Another benefit of choosing local foods is to showcase your city to your guests. Show them what Midwesterner are made of and serve locally made cheeses, locally grown apples, maple syrup, or wild rice.
2. Take a moment to think about what foods you actually like. It is probably not going to be chicken cordon bleu or beef tips in sauce, yet that is what most people choose for their wedding menu. Choosing food out of obligation or because “that is what food is like at weddings” will guarantee you have a forgettable meal.
Instead, think about choosing a food item that had real interest for you, such as a favorite recipe or comfort food, and then talk with your caterer about options. A few years ago, I attended a wedding at a lodge up north where the choices are usually chicken or beef, but the bride and groom loved spicy food and wanted a vegetarian option, so guests had the option of chicken or Thai green curry with tofu.
Along with choosing foods you are excited about, you should also feel comfortable losing foods that you don’t care about. There are no event police on the day of your wedding to ticket you for not having a salad course, or only having one meat option for guests to choose from. You can use that savings to make another part of your meal special.

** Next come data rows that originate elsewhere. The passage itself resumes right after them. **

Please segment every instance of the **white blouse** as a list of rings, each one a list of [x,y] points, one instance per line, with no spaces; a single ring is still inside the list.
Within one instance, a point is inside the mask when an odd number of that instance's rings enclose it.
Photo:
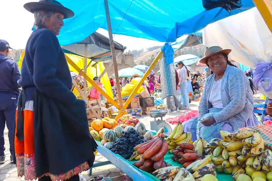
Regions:
[[[221,98],[221,84],[222,79],[213,82],[212,87],[209,97],[209,102],[212,103],[213,107],[223,109],[223,104]]]

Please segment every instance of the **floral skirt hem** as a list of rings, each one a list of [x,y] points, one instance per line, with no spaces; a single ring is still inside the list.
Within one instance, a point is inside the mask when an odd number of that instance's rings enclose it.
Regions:
[[[32,180],[40,179],[44,176],[48,176],[53,181],[63,181],[69,179],[72,176],[78,175],[80,173],[90,169],[87,162],[80,164],[66,173],[59,175],[53,175],[46,173],[40,177],[36,176],[35,171],[34,157],[28,157],[24,156],[16,156],[18,176],[24,176],[25,180]]]

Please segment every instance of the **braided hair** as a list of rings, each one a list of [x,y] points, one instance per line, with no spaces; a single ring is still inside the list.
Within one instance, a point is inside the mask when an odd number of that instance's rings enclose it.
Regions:
[[[184,63],[183,63],[183,62],[181,62],[180,64],[180,65],[182,65],[183,67],[185,67],[185,68],[186,69],[186,70],[187,71],[187,76],[188,77],[190,76],[190,73],[189,73],[189,71],[187,69],[187,67],[186,67],[186,65],[184,65]]]
[[[229,60],[228,60],[228,55],[224,53],[222,53],[222,55],[223,55],[223,56],[224,56],[224,57],[225,57],[225,58],[227,60],[227,64],[230,66],[232,66],[233,67],[237,67],[237,66],[235,66],[235,65],[234,65],[231,62],[230,62],[230,61]],[[209,65],[208,63],[208,61],[206,61],[206,65],[207,66],[208,66],[208,67],[209,68],[210,67],[209,66]],[[211,70],[211,73],[212,74],[213,73],[213,72]],[[253,81],[252,80],[250,79],[249,79],[248,80],[249,81],[249,85],[250,86],[250,88],[252,90],[252,92],[253,92],[253,94],[254,94],[254,90],[255,89],[255,88],[254,84],[253,84]]]

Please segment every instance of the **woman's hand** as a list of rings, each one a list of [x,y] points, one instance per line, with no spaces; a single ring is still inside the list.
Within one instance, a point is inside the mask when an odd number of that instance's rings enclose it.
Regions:
[[[204,126],[209,126],[215,122],[213,117],[210,117],[201,121],[201,123]]]

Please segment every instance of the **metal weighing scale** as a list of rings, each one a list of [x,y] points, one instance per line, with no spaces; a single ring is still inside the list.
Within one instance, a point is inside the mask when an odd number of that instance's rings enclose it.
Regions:
[[[154,118],[154,121],[150,122],[150,129],[157,132],[160,128],[165,126],[164,133],[168,135],[172,132],[172,130],[169,124],[163,120],[163,117],[165,116],[168,113],[167,110],[158,110],[146,112],[146,114],[151,118]],[[160,119],[156,119],[160,118]]]

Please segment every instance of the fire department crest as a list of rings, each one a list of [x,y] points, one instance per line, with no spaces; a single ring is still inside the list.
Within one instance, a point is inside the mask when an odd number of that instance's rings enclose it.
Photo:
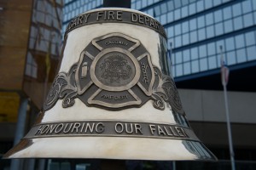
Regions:
[[[108,110],[140,107],[152,99],[154,106],[162,110],[172,95],[165,87],[174,84],[167,77],[152,65],[149,53],[138,40],[108,34],[93,39],[68,73],[57,75],[44,110],[59,99],[63,107],[72,106],[75,98],[88,106]]]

3. Think outside the box. Often wedding food is mediocre because the challenge of having 150 hot meals has to take precedence over serving the most delicious food possible. If you rethink what a “meal” has to look like, you can have a lot more options to boost flavor.
Having a party food (something that is meant to be heated as one big unit or served room temperature) guarantees flavor, consistency, and temperature. Consider a lasagna or even a large pig roast — slices can be carved to order in a buffet line. A friend served a cold party food for her wedding: a sandwich buffet. Guests had lots of options because they made their own meals, and the components were top-notch.
If you don’t need a sit-down meal at all, choosing food stations or hot passed appetizers is a great option. Individual foods are presented by the caterer in the way that will best showcase their flavor and can be replenished as needed. Also, when you get little “bites” of food, there is no room for bland asparagus or overcooked steak.
4. Go off menu. Your caterer runs a business, and they have plenty of couples who come in, circle two meats and a salad, and leave without ever really talking about food. That is efficient for them, and works for many couples. But your caterer is also a food lover, and you should utilize that love to yield better results. Many caterers are excited to work with couples who want “different” foods because they don’t often get the chance to experiment.
Talk with your caterer about designing a menu or bringing in different ingredients to better serve your needs. If you love the chicken but find it bland, ask for a flavorful sauce. If you love curry but your caterer doesn’t currently offer it, give them a recipe and ask if they will work off of that. Often, revising a dish or adding a special ingredient will not cost much more than the “on menu” options, but will personalize your menu and add more flavor.
5. Finally, splurge on something fabulous. Choosing the least expensive options will lead to forgettable foods. if you choose one aspect of your meal — a cheese plate, local vegetables, mango sauce for pork — you guarantee that part of your meal will be wonderful and memorable.